Why Disability Insurance Matters
- Your income depends on your ability to work. Your income could drop drastically if you can’t see patients or perform procedures. Disability insurance provides income replacement to maintain your lifestyle for months, years or decades.
- Disabilities can happen at any time. Accidents and illnesses don’t discriminate based on age or specialty. Having coverage in place prepares you for the unexpected.
- A disability can impact your career. Being away from your practice for an extended period can result in the loss of patients, referrals and momentum. Recovery may be made easier with income replacement.
- Loans and other financial obligations remain. Mortgages, family expenses, child support and other liabilities continue while you are disabled. Cash benefits help you keep making payments.
- A disability can last for years. Some disabilities never fully resolve. Only robust, long-term disability insurance can help you withstand an indefinite recovery period.
- Retirement savings may be impacted. Drawing down your savings to replace lost income can significantly harm your retirement goals. Saving less for retirement does too.
- A disability can create mental strain. Disabilities bring psychological pressures, which can turn into additional disabling conditions such as depression or anxiety. Adequate coverage helps alleviate financial worry so you can focus on your recovery.

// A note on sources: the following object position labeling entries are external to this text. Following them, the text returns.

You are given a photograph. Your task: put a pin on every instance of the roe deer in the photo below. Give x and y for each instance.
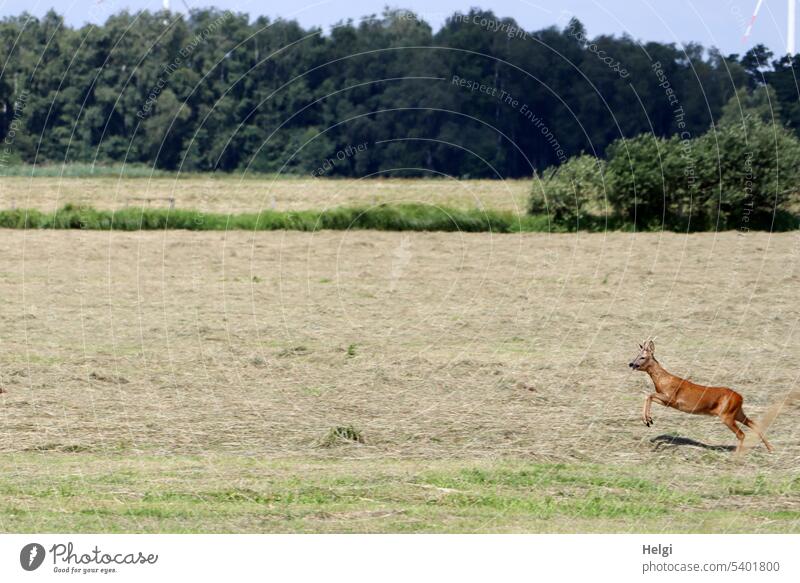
(686, 396)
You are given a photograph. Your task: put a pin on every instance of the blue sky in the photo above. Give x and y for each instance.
(719, 23)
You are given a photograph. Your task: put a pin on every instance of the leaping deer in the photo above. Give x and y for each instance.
(686, 396)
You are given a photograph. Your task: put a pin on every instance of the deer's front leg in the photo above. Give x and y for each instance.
(648, 400)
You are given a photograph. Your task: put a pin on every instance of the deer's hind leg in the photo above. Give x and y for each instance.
(730, 420)
(742, 418)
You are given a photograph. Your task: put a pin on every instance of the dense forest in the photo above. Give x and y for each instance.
(480, 97)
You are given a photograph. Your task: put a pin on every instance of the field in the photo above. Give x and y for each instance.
(359, 381)
(232, 195)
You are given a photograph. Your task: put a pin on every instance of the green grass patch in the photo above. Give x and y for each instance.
(55, 492)
(382, 217)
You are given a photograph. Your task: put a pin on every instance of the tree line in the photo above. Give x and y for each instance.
(481, 97)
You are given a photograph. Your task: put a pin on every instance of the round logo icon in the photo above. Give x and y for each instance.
(31, 556)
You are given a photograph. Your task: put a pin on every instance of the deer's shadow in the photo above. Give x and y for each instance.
(675, 441)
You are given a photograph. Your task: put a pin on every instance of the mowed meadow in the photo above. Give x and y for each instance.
(365, 381)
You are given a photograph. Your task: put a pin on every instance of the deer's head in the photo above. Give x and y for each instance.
(645, 356)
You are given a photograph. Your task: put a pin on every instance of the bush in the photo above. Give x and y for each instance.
(570, 191)
(735, 176)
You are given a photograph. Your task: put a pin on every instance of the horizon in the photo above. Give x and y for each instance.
(707, 24)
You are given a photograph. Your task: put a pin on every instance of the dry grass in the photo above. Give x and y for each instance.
(235, 196)
(444, 351)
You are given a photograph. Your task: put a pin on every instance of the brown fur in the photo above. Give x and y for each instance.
(689, 397)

Simply put, a disability can derail both your finances and career if you don’t have adequate protection. Prioritizing disability insurance helps safeguard your income and assets as you meet your financial obligations.
Assessing Your Personal Disability Risks
The first step to disability protection is assessing your risk:
- Specialty – Some specialties, like surgery and sports medicine, have higher disability rates due to physical demands.
- Age – While disabilities can happen at any time, risks tend to increase with age.
- Gender – Statistically, women are more likely to experience a disability than men in their working years.
- Lifestyle – Your habits and hobbies impact your risks. High-risk activities such as mountain climbing or scuba diving may limit your insurance options.
- Family history – Your risks increase if close relatives have experienced disabilities.
- Pre-existing conditions – Current or previous illnesses affect your eligibility for coverage.
You’re not alone. We’ll help you look objectively at your unique situation to evaluate your disability risks. This process helps determine the ideal coverage and benefits for your situation.
The Components Of Disability Insurance Policies
Structuring your disability insurance properly involves evaluating the important components that follow.
Definition of Disability
This outlines what criteria you’ll need to meet to qualify for benefits. A more flexible definition is preferable. For example, an “own occupation” definition means you’re considered disabled if you can’t perform your specific job, even if you can find work at a different job. This definition is available on only a few plans and to a few specific occupations. The enhanced definition must usually be selected as an upgrade to the default definition.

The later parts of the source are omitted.